10 books: Local history seen through various times and events [The Scribbler] | Local voices

Dear Dr. Scribblerbooks:

Have you ever published a top 10 book article on Lancaster County events? I would be curious to see this list.

Roger Rutt

Smoketown

Dear Roger:

No, the Scribbler has never published such a list, but it’s a great way to get books talked about in August.

It is difficult to compile a proper list of just 10 books. But the Scribbler recommends two general histories, three histories of specific eras, and four studies of violent events. Add as desired.

Franklin Ellis and Samuel Evans published the most comprehensive “History of Lancaster County, Pennsylvania” in 1883. The book covers the county as a whole and also includes detailed histories of each municipality. It has been reprinted several times.

“Lancaster County Since 1841,” a considerably thinner history, covers the years until its publication in 1941. Frederic S. Klein, professor of history at Franklin & Marshall College, wrote the book to mark the centennial of Lancaster County National Bank.

John WW ‘Jack’ Loose published the lavishly illustrated ‘The Heritage of Lancaster’ in 1978 when he was President of the County Historical Society. The book is considerably more readable than Ellis and Evans. No significant history of the county has been published since Loose’s work.

Jerome H. Wood Jr. published “Conestoga Crossroads: Lancaster, Pennsylvania 1730-1790” in 1979. A professor at Swarthmore College, Wood had a knack for finding detail in the wide range of 18th century history. This is an engagingly written scholarly tome.
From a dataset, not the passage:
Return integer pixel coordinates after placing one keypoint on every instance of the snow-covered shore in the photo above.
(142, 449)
Perhaps the most obscure book on this list – “Of a Place and a Time: Remembering Lancaster” by Richard D. Altick – is an “informal memoir” of the town of Lancaster between the two world wars. This is an offbeat book from a scholar of Victorian literature who grew up here in the 1920s and 1930s and taught at F&M during World War II.

David Schuyler, who has spent most of his life teaching at F&M, published “A City Transformed: Redevelopment, Race, and Suburbanization in Lancaster, Pennsylvania – 1940-1980” in 2002. This is a guide solid on what went right and (more so) what went wrong during the city’s first period of redevelopment.

“Massacre of the Conestogas” (2010) by Jack Brubaker is the first book to focus exclusively on the Paxton Boys’ murder of the last group of peaceful Indians living in Lancaster County. The book targets the preachers and politicians who allowed the Paxton Boys to kill 20 old men, women and children without penalty in 1763.

“Bloody Dawn: The Christiana Riot and Racial Violence in the Antebellum North” (1991) by Thomas P. Slaughter is the best book on the radical resistance to slave owners in Christiana in 1851. Slaughter examines the event as a catalyst for the Civil War, but also places Christiana in the context of other violent racial events in the nation’s history.

“Amish Grace: How Forgiveness Transcended Tragedy” (2007) by Donald B. Kraybill, Steven M. Nolt and David L. Weaver-Zercher is the most thoughtful treatment of the murder of five Amish school girls in Nickel Mines in 2006 .

The last book is in a class of its own. “A Murder in Paradise” (1954) is not about a major violent event, but about the murder of an F&M secretary by F&M student Edward Gibbs. Local author Richard Gehman dissected the murder in detail, providing a sordid slice of Lancaster’s life, circa 1950.